Йозеф зачерпнул воду в проруби и поспешно направился назад.
Вдруг Ланге выхватил пистолет и выстрелил. Йозеф упал.
Нам Ланге сердито крикнул:
— Сейчас же на работу!
Возвращаясь вечером домой, мы увидели, что мальчуган все еще лежит рядом с ведром. Он был мертв.
Йозеф был сиротой. Его родителей за принадлежность к какой-то левой партии фашисты расстреляли еще в Чехословакии, в первые дни оккупации. Йозеф пел в хоре мальчиков, неоднократно участвовал в концертах за рубежом своей родины.
На кухне мы снова работали сами.
Однажды на территории Саласпилсского лагеря в еврейских бараках поднялся переполох. Исчезли три человека. Всех выгнали из бараков и построили. Считали и пересчитывали еще и еще. Но троих все равно недоставало — значит сбежали. Комендант послал шуцманов на поиски. Через несколько часов те вернулись одни.
Приехал Ланге. Всех евреев согнали в бараки. Нам приказали отправляться в свой домик на берегу Даугавы.
На следующий день тоже никого не пускали на работу. После обеда к нам явились шуцманы и приказали немедленно отправляться в Саласпилсский лагерь.
На так называемой площади виселиц мы увидели согнанных евреев из обоих бараков. Нас гнали туда же.
Недалеко от виселицы стояла крытая грузовая машина, с винтовками в руках выстроились шуцманы.
Мы поняли — беглецы пойманы.
Комендант Никкель дал знак, и из машины вывели трех беглецов со связанными руками. Лица их были в крови. Несчастных подвели к виселице, где в строю стояли все старосты групп.
Никкель громким голосом зачитал смертный приговор. Начальник охраны перевел его на латышский, чтобы и мы поняли.
Беглецов подвели к месту казни, раздели догола и привязали к столбу виселицы.
Тогда Никкель стал читать новый приказ руководства гестапо: за то, что староста группы, из которой бежали беглецы, своевременно не заметил подготовку к побегу, он приговаривается к смертной казни через повешение.
За этим приказом следовал другой: для того чтобы старосты впредь всегда бдительно выполняли свои обязанности, каждый третий из них приговаривается к расстрелу.
Комендант подошел к строю старост и вытолкнул вперед каждого третьего. Затем заставил их встать на четвереньки.
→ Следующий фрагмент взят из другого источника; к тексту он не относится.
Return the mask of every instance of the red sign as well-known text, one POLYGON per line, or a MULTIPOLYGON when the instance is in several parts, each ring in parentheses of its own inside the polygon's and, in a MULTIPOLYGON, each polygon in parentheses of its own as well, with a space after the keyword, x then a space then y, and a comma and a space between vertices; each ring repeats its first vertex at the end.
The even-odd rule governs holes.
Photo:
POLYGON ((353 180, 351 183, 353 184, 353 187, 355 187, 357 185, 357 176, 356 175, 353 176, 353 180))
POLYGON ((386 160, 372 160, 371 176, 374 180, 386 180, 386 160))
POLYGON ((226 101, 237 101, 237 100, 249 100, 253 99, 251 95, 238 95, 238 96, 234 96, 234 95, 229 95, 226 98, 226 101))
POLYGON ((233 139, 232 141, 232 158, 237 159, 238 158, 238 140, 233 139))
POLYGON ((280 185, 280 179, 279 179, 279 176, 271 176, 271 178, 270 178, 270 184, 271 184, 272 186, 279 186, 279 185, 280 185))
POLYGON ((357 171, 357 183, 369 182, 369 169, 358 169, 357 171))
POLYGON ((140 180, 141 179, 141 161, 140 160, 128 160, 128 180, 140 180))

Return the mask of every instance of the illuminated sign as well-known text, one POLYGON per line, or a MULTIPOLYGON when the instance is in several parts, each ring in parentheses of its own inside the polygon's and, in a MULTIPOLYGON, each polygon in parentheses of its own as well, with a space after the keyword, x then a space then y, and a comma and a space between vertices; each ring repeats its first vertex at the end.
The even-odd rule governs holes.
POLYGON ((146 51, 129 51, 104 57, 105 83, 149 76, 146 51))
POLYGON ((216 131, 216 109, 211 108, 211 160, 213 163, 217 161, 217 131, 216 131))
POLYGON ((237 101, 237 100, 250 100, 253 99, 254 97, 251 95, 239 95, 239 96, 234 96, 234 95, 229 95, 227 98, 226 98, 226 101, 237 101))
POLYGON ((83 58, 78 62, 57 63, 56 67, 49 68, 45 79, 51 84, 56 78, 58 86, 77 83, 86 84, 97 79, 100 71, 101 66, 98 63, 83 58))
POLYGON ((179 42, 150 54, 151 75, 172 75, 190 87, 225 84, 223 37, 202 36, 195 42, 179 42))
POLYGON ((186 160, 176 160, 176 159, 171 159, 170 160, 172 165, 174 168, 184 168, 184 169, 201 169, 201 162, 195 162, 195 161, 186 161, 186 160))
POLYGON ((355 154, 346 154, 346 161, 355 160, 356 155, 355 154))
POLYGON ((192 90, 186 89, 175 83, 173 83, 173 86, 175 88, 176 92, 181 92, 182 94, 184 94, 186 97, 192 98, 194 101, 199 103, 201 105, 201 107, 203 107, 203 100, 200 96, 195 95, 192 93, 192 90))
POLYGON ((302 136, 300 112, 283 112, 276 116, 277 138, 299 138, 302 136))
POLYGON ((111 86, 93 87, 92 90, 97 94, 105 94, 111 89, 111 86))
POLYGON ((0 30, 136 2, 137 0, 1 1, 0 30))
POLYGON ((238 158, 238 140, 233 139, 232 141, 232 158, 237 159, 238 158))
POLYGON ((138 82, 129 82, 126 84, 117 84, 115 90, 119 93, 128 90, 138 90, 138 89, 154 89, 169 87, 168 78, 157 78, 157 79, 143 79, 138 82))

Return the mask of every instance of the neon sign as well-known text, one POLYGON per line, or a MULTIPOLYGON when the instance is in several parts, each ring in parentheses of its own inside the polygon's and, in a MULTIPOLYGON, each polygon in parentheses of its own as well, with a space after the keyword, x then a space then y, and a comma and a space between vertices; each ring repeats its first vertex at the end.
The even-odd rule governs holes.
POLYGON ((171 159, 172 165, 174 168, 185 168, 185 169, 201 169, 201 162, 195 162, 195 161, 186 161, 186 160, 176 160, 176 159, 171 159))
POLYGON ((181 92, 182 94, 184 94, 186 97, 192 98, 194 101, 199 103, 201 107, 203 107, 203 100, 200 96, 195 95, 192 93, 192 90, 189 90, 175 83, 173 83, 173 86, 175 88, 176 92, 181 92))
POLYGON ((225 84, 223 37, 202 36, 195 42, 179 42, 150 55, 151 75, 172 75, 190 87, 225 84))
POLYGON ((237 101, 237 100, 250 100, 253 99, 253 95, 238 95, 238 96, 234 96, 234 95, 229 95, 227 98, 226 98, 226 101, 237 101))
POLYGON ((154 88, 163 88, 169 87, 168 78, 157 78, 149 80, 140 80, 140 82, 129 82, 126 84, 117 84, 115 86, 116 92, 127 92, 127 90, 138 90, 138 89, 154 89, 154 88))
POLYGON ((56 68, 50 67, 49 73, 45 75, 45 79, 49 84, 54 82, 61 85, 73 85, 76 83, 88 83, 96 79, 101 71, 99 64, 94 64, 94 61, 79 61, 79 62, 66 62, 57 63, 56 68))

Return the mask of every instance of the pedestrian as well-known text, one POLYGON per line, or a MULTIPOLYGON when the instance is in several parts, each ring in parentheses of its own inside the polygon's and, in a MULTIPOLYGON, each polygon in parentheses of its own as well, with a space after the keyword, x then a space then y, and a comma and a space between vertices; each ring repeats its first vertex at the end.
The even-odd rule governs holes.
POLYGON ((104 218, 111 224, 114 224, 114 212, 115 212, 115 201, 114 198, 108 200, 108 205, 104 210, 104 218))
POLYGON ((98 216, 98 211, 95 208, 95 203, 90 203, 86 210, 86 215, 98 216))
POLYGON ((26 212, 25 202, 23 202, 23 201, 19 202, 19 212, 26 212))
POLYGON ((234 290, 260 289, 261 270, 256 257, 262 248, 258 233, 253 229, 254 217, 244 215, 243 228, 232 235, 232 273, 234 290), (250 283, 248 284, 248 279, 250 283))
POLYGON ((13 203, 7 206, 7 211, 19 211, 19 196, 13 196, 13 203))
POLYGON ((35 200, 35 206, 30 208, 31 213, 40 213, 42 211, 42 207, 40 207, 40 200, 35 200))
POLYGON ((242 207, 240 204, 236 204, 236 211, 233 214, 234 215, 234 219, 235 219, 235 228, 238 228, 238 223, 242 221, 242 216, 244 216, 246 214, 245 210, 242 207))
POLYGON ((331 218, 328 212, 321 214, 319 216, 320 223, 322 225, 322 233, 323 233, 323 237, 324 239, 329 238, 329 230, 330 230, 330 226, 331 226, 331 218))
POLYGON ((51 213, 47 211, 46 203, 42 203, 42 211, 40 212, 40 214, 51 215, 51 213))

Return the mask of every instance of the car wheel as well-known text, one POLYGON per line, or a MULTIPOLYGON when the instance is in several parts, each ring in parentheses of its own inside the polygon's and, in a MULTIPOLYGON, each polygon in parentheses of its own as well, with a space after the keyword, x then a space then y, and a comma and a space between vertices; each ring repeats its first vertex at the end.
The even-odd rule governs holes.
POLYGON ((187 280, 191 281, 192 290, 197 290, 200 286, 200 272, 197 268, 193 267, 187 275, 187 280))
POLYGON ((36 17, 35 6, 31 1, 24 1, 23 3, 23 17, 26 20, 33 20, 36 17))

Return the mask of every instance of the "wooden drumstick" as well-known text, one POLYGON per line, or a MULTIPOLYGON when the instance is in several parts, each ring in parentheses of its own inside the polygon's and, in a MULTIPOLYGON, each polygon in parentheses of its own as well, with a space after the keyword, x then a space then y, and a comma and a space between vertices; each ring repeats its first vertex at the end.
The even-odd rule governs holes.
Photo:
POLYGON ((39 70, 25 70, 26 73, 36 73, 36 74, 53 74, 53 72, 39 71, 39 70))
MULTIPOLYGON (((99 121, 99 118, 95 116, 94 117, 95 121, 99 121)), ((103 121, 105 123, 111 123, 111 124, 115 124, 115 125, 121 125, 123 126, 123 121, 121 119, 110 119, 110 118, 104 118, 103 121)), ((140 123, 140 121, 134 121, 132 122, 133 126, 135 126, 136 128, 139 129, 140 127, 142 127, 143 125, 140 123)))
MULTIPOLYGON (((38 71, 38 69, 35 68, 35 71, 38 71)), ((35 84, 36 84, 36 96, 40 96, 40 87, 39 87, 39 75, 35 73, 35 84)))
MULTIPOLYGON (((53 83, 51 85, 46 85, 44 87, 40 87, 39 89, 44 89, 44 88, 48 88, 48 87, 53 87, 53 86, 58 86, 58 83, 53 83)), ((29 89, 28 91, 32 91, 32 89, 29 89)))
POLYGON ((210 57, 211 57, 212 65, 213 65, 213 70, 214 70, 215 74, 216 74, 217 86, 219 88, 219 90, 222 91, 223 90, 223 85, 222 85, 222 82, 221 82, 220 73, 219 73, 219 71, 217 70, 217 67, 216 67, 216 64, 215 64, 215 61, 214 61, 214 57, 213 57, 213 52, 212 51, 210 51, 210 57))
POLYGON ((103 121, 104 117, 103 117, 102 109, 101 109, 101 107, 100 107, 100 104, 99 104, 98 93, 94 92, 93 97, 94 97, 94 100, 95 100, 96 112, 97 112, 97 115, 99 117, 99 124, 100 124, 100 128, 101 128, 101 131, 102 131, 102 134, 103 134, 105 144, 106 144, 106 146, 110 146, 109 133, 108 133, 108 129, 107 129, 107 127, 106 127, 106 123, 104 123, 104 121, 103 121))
После этого Ланге подходил к каждому и выпускал ему пулю в затылок.
В дальнейшем старосты групп в вечернем рапорте начальнику строительства докладывали, что все заключенные работали старательно.
Коменданта удивила новая тактика старост групп. Он и ругал, и избивал, и приказывал охранникам колотить их. Но старосты по-прежнему докладывали, что в их группах все работали хорошо. Исключением был, если не ошибаюсь, некий Мандель, который с недоверием относился к своим соотечественникам и больше всего боялся, чтобы его не отстранили от обязанностей старосты и не заставили работать наравне со всеми.
Как-то на вечерний рапорт прибыл Ланге. Когда староста первой группы, как обычно, сообщил, что в его группе все работали хорошо, Ланге его застрелил. Второй староста доложил то же самое. Ланге застрелил его тоже. Следующий бесстрашно повторил то же самое, что и двое первых. Ланге изо всей силы пнул его ногой. Затем стал о чем-то совещаться с Никкелем.
К Ланге с листком бумаги подбежал Мандель и сообщил, что в его группе двое работали очень плохо. Ланге иронически усмехнулся, вынул из кармана пачку сигарет и бросил ее усердному старосте. Мандель низко-низко поклонился.
В тот вечер в лагере повесили обоих плохо работавших из группы Манделя. Вешать заставили самого Манделя, табуретку из-под ног осужденных выбивал охранник.
Утром Мандель уже не вывел свою группу на работу. Его нашли повешенным. Его подлость уже давно не знала границ, и предатель получил по заслугам.
В начале марта число политзаключенных на берегу Даугавы увеличилось еще на одного человека. Вновь прибывший одет в потрепанную одежду. Он рассказал, что два месяца его продержали в подвале на улице Реймерса. Фашисты пронюхали, что он поддерживает связь с подпольщиками. Его неоднократно подвергали пыткам, но своих товарищей он не выдал. Он беспрерывно ругал фашистов и их приспешников-шуцманов. Перед арестом новичок якобы работал на лесопильном заводе Брауна. Чтобы вредить фашистам, часто загонял в бревна гвозди.
Когда мы слушали его слишком откровенное разглагольствование, у нас невольно возникало сомнение. Уж слишком много он болтал.
Говорит, что работал на лесопильном заводе, а почти ничего не понимает в пилораме. Отсидел два месяца в подвале гестапо, а нет на нем ни царапинки, и он не истощен. Тут что-то не в порядке, рассуждали мы.